Dylan tenía apenas 21 años cuando recibió uno de sus premios importantes por las canciones que escribía. En una incomodidad digna de un escupitajo protestante ante las instituciones, el autor de “Maggie’s farm” dijo:
“No traigo mi guitarra, pero puedo hablar. Quiero dar las gracias por el premio Tom Paine… en nombre de todos los que se fueron a Cuba. En primer lugar, porque son jóvenes, yo tardé mucho en hacerme joven…y ahora me considero joven y estoy orgulloso de ello. Estoy orgulloso de ser joven. Y ojalá todos los que están aquì sentados esta noche… no estuvieran aquí y pudiera ver rostros con pelo en la cabeza… y cosas así, todo lo que condujera a la juventud. Los viejos, cuando se les cae el pelo, deberían desaparecer. Miro a la gente que me está gobernando… y dictando mis normas y no tienen pelo en la cabeza. Me pongo muy nervioso al respecto. Para mí ya no hay negro ni blanco, izquierda ni derecha. Sólo hay arriba y abajo, y abajo está muy cerca del suelo. Intento subir sin pensar en algo tan trivial como la política.” (…O los premios, pudo haber dicho también en ese entonces.)
Dylan ahora tiene más de 70 años y ha recibido la Orden de las Letras en 1990, el Príncipe de Asturias en 2007 y el Pulitzer un año después. Validado por el mundo de las letras, la política, la música y la cultura ya está. Su lugar en la historia es único. El que una runfla organizacional que representa una institución enorme y anquilosada se haya parado de su trono endiosado para reconocer que la cultura popular también es literatura no debería sorprender a nadie y sí alegrar a muchos. Sin embargo, lo baladí es lo que más ruido causa hoy en día, y las cuestiones importantes las que más desdén detonan en los individuos.
El también autor de “Changing the guards” ha dicho en más de una ocasión que sus canciones nunca fueron vanguardistas, y el que en algún momento usara una guitarra eléctrica no lo hacía moderno. Dylan siempre ha ido por la articulación de la memoria, traer cosas viejas y posicionarlas en un sitio vigente, a veces inasible y casi siempre ambiguo.
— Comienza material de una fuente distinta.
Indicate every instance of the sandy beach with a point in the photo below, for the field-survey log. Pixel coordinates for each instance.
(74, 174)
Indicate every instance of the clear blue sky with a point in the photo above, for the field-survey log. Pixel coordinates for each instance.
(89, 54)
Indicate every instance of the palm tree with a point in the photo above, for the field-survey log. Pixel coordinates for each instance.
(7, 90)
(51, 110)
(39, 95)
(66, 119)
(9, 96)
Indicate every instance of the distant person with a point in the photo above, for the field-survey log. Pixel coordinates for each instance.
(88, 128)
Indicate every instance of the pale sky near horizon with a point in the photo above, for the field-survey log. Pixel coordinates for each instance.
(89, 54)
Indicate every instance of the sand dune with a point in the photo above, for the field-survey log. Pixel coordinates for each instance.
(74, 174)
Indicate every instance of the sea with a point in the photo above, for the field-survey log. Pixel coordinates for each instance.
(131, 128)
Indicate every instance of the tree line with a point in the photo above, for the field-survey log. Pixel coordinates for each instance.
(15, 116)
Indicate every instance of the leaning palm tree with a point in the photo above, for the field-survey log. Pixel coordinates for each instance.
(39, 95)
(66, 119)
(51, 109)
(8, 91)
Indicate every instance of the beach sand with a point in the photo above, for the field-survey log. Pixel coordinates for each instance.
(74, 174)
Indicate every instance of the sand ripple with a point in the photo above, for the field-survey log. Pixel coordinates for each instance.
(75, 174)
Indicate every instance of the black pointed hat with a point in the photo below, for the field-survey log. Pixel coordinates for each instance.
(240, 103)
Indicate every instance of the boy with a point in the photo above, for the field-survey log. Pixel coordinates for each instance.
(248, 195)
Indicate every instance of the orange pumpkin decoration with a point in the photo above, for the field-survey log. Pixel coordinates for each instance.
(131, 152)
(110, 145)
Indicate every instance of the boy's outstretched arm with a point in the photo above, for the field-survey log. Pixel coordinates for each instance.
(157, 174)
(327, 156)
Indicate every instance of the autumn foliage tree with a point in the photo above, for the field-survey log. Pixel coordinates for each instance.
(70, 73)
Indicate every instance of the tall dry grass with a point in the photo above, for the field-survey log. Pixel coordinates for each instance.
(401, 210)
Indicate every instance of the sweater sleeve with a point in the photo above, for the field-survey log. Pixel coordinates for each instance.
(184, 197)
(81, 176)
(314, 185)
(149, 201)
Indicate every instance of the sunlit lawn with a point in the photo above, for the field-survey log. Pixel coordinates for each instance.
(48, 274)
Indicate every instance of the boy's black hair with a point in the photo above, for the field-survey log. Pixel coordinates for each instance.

¿Hay artistas, escritores y literatos mejores a Dylan? Claro que los hay. ¿Se merece el autor del maravilloso Blood on the Tracks (1975) el Nobel de Literatura? Por supuesto que sí. Sara Danius, secretaria permanente de la Academia que eligió a Dylan para darle el premio, contestó a la pregunta expresa de si el galardón representaba una ampliación radical en los criterios de selección:
“Puede parecer así, pero si miramos para atrás, uno descubre a los poetas griegos, Homero y Safo, que escribieron textos poéticos o piezas que estaban hechas para ser escuchadas, representadas, a veces acompañadas con música. Y aún hoy leemos a Homero y a Safo y los disfrutamos. Es lo mismo con Bob Dylan: puede ser leído y debe ser leído.”